Python 3 encoding & decoding

1, The difference between ASCII, Unicode and UTF-8 in character encoding

The following is from the blog: https://www.cnblogs.com/moumoon/p/10988234.html

1. Code introduction

      At first, only 127 letters were encoded into the computer, that is, upper and lower case English letters, numbers and some symbols. This coding table is called ASCII coding. For example, the coding of upper case letter A is 65 and the coding of lower case letter z is 122.
      However, it is obvious that one byte is not enough to deal with Chinese, at least two bytes are required, and it can not conflict with ASCII coding. Therefore, China has formulated GB2312 coding to encode Chinese.
      What you can imagine is that there are hundreds of languages all over the world. Japan compiles Japanese into English_ In JIS, South Korea compiles Korean into EUC Kr. If countries have national standards, there will inevitably be conflicts. As a result, there will be garbled codes in multilingual mixed texts.
      Therefore, Unicode came into being. Unicode unifies all languages into one set of codes, so that there will be no more random code problems. The Unicode standard is also evolving, but the most commonly used is to represent a character with two bytes (four bytes are required if very remote characters are used).

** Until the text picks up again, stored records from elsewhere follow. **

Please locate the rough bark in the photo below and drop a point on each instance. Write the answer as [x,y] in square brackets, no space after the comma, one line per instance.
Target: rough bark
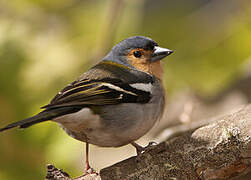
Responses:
[220,150]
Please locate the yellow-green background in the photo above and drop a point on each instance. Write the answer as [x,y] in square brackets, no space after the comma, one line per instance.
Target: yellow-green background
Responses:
[46,44]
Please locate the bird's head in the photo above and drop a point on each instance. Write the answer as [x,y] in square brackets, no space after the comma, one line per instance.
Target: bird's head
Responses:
[140,53]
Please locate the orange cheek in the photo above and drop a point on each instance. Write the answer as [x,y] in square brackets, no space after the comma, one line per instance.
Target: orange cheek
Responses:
[156,69]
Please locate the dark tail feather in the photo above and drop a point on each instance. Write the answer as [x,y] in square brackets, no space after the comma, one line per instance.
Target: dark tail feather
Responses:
[41,117]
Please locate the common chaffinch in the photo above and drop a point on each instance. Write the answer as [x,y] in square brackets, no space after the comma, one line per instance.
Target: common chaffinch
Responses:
[115,102]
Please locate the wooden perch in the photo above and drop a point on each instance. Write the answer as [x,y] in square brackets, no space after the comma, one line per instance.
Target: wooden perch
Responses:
[220,150]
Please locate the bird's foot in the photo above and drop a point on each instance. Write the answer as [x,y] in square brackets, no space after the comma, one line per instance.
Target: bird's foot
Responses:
[141,149]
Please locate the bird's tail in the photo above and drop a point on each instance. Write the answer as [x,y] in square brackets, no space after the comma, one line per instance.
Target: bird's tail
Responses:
[41,117]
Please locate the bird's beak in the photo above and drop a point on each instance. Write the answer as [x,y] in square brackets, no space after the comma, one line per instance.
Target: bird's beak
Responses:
[159,53]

Modern operating systems and most programming languages support Unicode directly.
      A new problem arises again: if it is unified into Unicode coding, the problem of garbled code will disappear. However, if the text you write is basically all in English, Unicode encoding requires twice as much storage space as ASCII encoding, which is not cost-effective in storage and transmission.
      Therefore, in the spirit of saving, there is a UTF-8 coding that converts Unicode coding into "variable length coding". UTF-8 encoding encodes a Unicode character into 1-6 bytes according to different number sizes, common English letters are encoded into 1 byte, Chinese characters are usually 3 bytes, and only rare characters are encoded into 4-6 bytes. If the text you want to transmit contains a large number of English characters, UTF-8 coding can save space. An additional advantage of UTF-8 coding is that ASCII coding can actually be regarded as a part of UTF-8 coding. Therefore, a large number of legacy software that only supports ASCII coding can continue to work under UTF-8 coding.

  1. ASCII

ASCII has only 127 characters, representing the case of English letters, numbers and some symbols. However, because ASCII coding is not enough for other languages to represent bytes, for example, common Chinese needs two bytes and cannot conflict with ASCII, China has customized GB2312 coding format. Similarly, languages in other countries also have their own coding format.

  1. Unicode

Because each country's language has its own coding format, there will be garbled code in multi language editing text, so Unicode came into being. Unicode unifies these languages into a set of coding format. Usually two bytes represent one character, while ASCII represents one character. In this way, if your compiled text is all English, Unicode encoding requires twice as much storage space as ASCII encoding, which is very uneconomic in storage and transmission.

  1. UTF-8

In order to solve the above problems, there is the transformation of Unicode coding into "variable length coding" UTF-8 coding. UTF-8 coding encodes Unicode characters into 1-6 bytes according to the size of numbers, English letters are encoded into one byte, and common Chinese characters are encoded into three bytes. If the text you translate is pure English, using UTF-8 will save space, And ASCII code is also part of UTF-8.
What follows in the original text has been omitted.